Si pudiera hablar, su biblioteca diría lo que él siente: “Vengan a leer, elijan un cuento y disfruten… hay muchos mundos para conocer”.

Porque para Julián, leer no es una obligación. Es una puerta. “Leer abre puertas al mundo porque podés imaginar, aprender cosas nuevas y viajar con la mente a otros lugares”, explica. Y en esa definición hay una mirada simple, pero poderosa, sobre lo que significa un libro en la vida de un chico.

Detrás de todo, hay también una familia que acompaña. Que escucha, que cree, que impulsa. “Como familia, queríamos apoyarlo en esta gran ilusión”, cuentan, sabiendo que ese respaldo es parte fundamental de lo que hoy ya es una realidad.

Este domingo, en la plaza de Chacras, todos a leer cuentos

Este domingo 22, si el día acompaña, la biblioteca sobre ruedas volverá a instalarse en la plaza de Chacras, a partir de las 17. Habrá libros para elegir, historias para descubrir y momentos de lectura en voz alta para imaginar juntos.

Será, como siempre, un espacio abierto y gratuito. Pero también algo más: una invitación a frenar, a sentarse, a compartir.

Julian Zarate hermoso
La felicidad de armar un proyecto propio que tiene mucho de generosidad: compartir sus libros.

La felicidad de armar un proyecto propio que tiene mucho de generosidad: compartir sus libros.

A volver, aunque sea por un rato, a ese hábito que nunca pasa de moda: leer.

Y todo gracias a una idea que nació en una noche sin sueño. A un chico que decidió hacer algo. Y a una frase que lo resume todo: “Para hacer algo bueno solo se necesitan ganas y un buen corazón”.

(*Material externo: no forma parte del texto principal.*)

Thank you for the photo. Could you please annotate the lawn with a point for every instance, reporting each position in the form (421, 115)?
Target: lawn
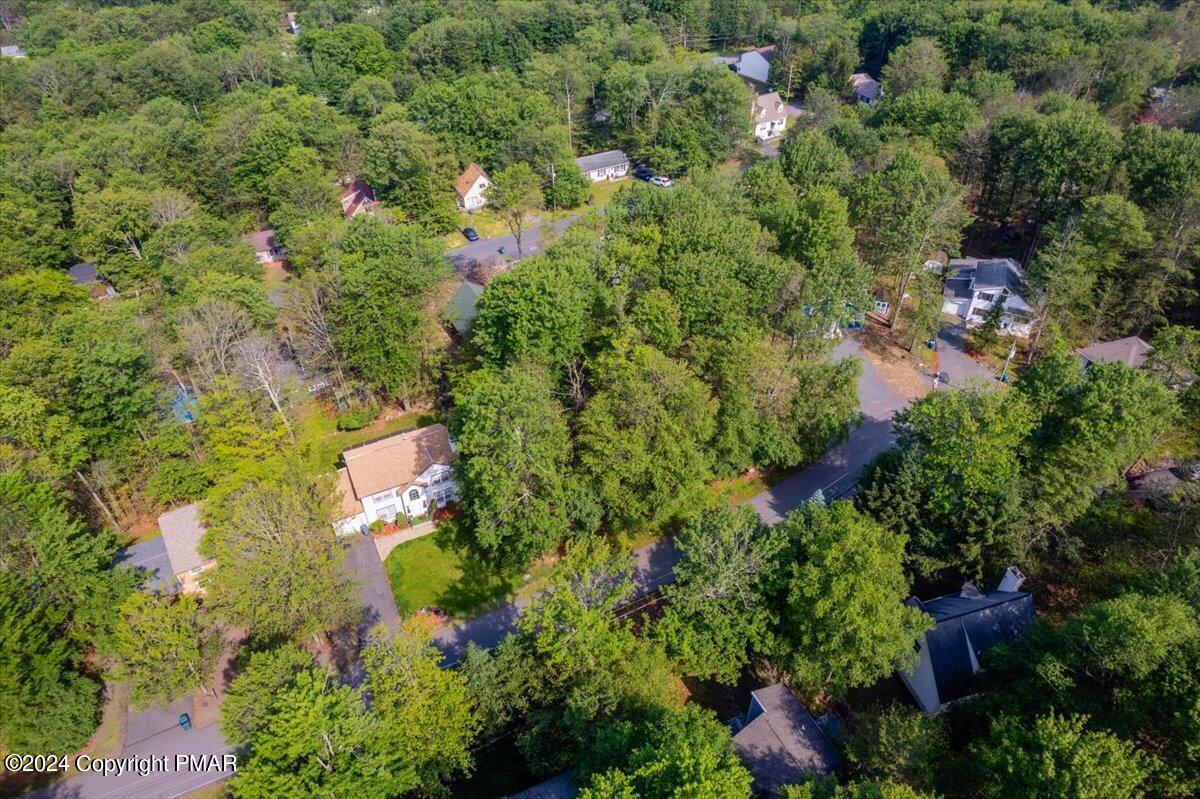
(438, 570)
(323, 444)
(489, 226)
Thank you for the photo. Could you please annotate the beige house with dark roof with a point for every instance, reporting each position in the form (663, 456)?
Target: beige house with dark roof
(405, 474)
(768, 116)
(181, 532)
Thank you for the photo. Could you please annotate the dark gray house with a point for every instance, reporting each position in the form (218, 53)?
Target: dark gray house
(779, 742)
(965, 624)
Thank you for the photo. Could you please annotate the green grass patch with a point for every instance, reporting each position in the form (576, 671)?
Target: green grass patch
(323, 444)
(438, 570)
(489, 226)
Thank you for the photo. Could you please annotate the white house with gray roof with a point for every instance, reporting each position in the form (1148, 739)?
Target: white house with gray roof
(978, 283)
(610, 164)
(181, 532)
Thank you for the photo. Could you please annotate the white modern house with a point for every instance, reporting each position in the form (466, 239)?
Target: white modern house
(469, 187)
(965, 624)
(755, 64)
(405, 474)
(867, 89)
(768, 115)
(977, 283)
(610, 164)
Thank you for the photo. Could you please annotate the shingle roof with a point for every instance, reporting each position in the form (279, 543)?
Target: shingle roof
(151, 558)
(263, 240)
(181, 532)
(964, 628)
(865, 85)
(396, 460)
(357, 197)
(1132, 350)
(601, 160)
(783, 743)
(467, 179)
(767, 52)
(768, 107)
(999, 272)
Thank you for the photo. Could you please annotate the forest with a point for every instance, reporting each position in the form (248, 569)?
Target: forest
(616, 380)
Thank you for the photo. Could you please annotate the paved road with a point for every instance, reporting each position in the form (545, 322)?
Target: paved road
(957, 367)
(174, 780)
(485, 248)
(837, 473)
(378, 604)
(834, 474)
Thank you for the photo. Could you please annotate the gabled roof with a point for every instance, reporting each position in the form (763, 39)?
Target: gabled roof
(781, 740)
(396, 460)
(767, 52)
(151, 558)
(768, 108)
(999, 272)
(1132, 350)
(601, 161)
(357, 197)
(965, 625)
(181, 532)
(865, 86)
(467, 179)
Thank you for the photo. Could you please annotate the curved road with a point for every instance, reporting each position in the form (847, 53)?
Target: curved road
(834, 475)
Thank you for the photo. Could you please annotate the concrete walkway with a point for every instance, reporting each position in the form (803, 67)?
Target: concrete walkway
(385, 544)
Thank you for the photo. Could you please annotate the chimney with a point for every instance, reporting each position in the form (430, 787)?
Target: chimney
(970, 590)
(1012, 581)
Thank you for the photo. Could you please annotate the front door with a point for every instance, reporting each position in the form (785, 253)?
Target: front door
(415, 503)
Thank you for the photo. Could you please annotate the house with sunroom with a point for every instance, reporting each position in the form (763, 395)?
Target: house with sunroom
(976, 284)
(399, 476)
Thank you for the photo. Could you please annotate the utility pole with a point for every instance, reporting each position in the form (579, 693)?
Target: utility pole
(1003, 372)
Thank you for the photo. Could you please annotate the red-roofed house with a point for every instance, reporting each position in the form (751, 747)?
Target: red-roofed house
(469, 187)
(358, 198)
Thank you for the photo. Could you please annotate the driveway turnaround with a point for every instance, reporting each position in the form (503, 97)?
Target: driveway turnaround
(834, 475)
(480, 251)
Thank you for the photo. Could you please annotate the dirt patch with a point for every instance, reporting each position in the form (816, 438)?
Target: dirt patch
(897, 366)
(207, 707)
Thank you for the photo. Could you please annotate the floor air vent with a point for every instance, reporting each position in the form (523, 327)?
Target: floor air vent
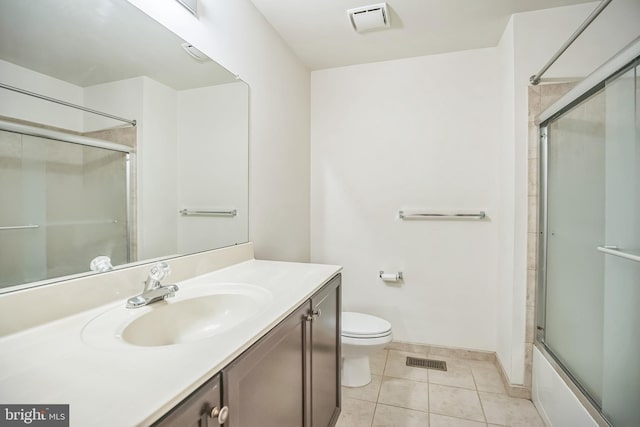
(418, 362)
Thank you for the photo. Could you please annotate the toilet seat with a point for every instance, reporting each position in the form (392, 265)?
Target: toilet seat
(364, 326)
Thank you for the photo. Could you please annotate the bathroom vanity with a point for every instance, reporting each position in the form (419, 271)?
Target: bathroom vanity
(290, 377)
(277, 364)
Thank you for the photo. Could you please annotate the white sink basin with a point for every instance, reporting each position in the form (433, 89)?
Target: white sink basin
(196, 312)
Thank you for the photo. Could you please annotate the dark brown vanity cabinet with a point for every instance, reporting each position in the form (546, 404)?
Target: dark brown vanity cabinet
(324, 353)
(289, 378)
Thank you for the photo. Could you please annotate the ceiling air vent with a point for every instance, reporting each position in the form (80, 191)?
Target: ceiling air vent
(369, 18)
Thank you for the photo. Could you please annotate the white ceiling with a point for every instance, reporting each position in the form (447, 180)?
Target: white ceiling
(90, 42)
(321, 35)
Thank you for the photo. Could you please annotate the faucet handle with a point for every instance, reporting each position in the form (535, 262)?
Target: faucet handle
(159, 271)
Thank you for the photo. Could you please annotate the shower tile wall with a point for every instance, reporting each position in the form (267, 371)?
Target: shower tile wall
(540, 98)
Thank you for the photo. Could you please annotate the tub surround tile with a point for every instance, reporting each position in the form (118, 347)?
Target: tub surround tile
(533, 101)
(455, 402)
(532, 179)
(532, 251)
(517, 391)
(356, 413)
(532, 212)
(533, 143)
(509, 411)
(392, 416)
(436, 420)
(529, 324)
(369, 392)
(531, 288)
(528, 364)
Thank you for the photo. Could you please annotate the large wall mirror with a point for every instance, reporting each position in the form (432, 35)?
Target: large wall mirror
(76, 185)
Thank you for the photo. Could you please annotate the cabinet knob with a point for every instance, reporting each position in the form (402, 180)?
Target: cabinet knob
(221, 413)
(316, 312)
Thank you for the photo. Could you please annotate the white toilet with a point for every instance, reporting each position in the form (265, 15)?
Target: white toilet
(362, 334)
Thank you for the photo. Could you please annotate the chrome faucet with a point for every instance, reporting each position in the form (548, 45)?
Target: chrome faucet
(154, 290)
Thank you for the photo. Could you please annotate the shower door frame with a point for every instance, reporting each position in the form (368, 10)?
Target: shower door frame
(68, 138)
(591, 85)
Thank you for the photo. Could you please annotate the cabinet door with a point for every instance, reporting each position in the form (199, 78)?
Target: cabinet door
(265, 386)
(195, 410)
(325, 354)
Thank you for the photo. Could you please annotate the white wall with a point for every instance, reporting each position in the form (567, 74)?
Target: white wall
(506, 188)
(213, 134)
(237, 36)
(157, 172)
(25, 107)
(121, 98)
(413, 133)
(364, 169)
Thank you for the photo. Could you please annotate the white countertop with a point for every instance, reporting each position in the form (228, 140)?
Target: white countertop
(127, 385)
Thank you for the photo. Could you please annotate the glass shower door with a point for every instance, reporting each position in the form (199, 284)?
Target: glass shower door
(592, 282)
(621, 253)
(62, 205)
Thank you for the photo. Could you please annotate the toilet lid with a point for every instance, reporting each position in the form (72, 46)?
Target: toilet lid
(360, 325)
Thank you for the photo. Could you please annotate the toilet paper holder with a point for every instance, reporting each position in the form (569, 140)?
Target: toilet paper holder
(390, 277)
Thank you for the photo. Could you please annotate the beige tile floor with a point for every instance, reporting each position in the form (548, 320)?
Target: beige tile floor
(469, 394)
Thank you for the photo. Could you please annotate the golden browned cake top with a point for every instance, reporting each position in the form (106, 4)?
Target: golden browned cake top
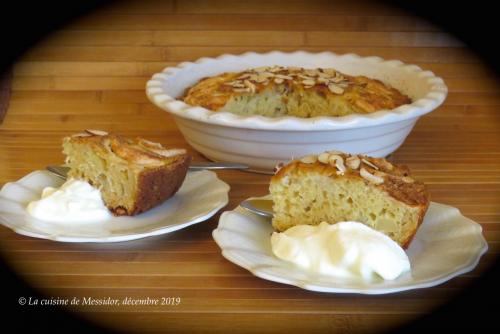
(364, 95)
(394, 179)
(136, 152)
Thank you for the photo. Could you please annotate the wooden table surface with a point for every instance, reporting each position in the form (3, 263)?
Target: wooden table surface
(92, 73)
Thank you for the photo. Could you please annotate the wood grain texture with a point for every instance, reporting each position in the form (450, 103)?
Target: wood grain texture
(92, 73)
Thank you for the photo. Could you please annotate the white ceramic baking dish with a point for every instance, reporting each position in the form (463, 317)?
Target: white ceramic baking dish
(262, 142)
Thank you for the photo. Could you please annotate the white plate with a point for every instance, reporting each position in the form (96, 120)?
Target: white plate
(263, 142)
(446, 245)
(201, 195)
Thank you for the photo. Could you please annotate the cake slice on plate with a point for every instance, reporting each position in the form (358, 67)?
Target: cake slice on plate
(134, 175)
(335, 186)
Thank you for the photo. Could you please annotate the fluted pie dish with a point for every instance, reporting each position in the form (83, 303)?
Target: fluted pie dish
(262, 140)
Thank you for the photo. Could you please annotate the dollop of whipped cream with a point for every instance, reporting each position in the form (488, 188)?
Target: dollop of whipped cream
(345, 249)
(76, 201)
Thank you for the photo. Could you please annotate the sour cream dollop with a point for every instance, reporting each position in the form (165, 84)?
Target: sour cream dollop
(345, 249)
(75, 201)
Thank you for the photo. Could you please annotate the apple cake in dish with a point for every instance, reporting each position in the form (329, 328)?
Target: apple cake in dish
(293, 91)
(335, 186)
(134, 175)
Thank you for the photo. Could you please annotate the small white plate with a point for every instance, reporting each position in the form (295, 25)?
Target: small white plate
(201, 195)
(446, 245)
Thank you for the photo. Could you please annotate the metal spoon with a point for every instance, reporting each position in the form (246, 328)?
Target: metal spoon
(62, 171)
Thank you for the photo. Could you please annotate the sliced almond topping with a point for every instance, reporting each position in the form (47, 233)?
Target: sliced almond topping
(324, 157)
(250, 86)
(337, 161)
(335, 89)
(369, 163)
(365, 106)
(261, 69)
(96, 132)
(150, 144)
(353, 162)
(278, 167)
(282, 76)
(311, 72)
(309, 159)
(370, 177)
(241, 90)
(275, 68)
(335, 152)
(245, 76)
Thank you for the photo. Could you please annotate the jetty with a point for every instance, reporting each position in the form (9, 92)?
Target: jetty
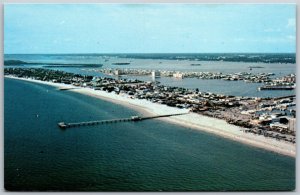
(276, 87)
(64, 125)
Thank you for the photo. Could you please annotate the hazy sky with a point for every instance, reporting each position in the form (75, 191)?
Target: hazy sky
(149, 28)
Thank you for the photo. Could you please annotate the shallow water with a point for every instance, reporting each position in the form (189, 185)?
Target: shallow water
(143, 156)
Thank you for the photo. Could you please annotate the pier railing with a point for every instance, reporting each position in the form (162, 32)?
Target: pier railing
(64, 125)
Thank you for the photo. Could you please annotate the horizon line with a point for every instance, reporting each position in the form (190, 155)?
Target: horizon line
(152, 53)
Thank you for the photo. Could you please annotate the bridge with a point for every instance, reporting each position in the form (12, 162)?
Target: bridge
(64, 125)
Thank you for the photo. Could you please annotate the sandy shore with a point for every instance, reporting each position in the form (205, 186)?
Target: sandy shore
(196, 121)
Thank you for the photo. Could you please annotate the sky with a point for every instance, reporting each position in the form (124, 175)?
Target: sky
(149, 28)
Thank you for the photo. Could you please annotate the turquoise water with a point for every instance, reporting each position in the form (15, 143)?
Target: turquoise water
(236, 88)
(143, 156)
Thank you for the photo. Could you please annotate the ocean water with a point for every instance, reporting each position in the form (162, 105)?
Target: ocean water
(236, 88)
(142, 156)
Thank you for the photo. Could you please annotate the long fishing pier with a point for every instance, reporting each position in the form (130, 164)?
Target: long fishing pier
(64, 125)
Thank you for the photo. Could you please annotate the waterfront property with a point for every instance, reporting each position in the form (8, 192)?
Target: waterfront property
(250, 113)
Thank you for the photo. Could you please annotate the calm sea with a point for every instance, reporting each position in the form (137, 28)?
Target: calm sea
(236, 88)
(143, 156)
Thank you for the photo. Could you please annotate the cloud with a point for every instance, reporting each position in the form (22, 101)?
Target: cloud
(291, 23)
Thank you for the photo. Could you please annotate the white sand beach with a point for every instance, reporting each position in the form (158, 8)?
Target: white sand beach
(192, 120)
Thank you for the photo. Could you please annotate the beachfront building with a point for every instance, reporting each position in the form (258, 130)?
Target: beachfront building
(155, 74)
(178, 75)
(117, 72)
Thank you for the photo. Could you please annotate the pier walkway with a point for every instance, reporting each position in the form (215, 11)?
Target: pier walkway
(64, 125)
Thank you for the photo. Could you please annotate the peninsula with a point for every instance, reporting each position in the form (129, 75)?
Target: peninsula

“Intenté acercarlo a los libros de una manera natural”, dice la mamá

“Desde muy chiquito traté de acercarlo a los libros de una manera natural, sin imponerlo, sino mostrándole que leer podía ser un momento lindo, de encuentro. Le leía cuentos antes de dormir, íbamos juntos a elegir libros y siempre intenté que los vea como una puerta a imaginar, a viajar y a sentir”, reflexiona Gisella, su mamá.

Cuenta que el proyecto tomó un sentido aún más profundo en el presente, porque Julián está recién iniciándose en la lectura. “Está aprendiendo a leer y a maravillarse con todo lo que los libros tienen para ofrecer. Y en ese proceso empezó a observar algo que le llamó la atención: veía que muchos chicos pasaban mucho tiempo con el celular o los videojuegos, y eso lo entristecía”.

biblioteca sobre ruedas

De esa sensibilidad nació algo genuino. “Más que un amor previo por los libros, surgió el deseo de compartir lo que él mismo estaba empezando a descubrir, para que otros niños también pudieran salir, encontrarse, imaginar y disfrutar de los cuentos”.

El momento clave, dice, fue cuando Julián decidió dar un paso más: “Cuando expresó que quería llevar los libros a otros chicos entendí que no era solo un interés personal, sino una necesidad de compartir, de generar algo lindo para los demás”.

Y cierra con una emoción que atraviesa toda la historia: “Verlo transformar su propio aprendizaje en un acto tan generoso fue realmente emocionante”.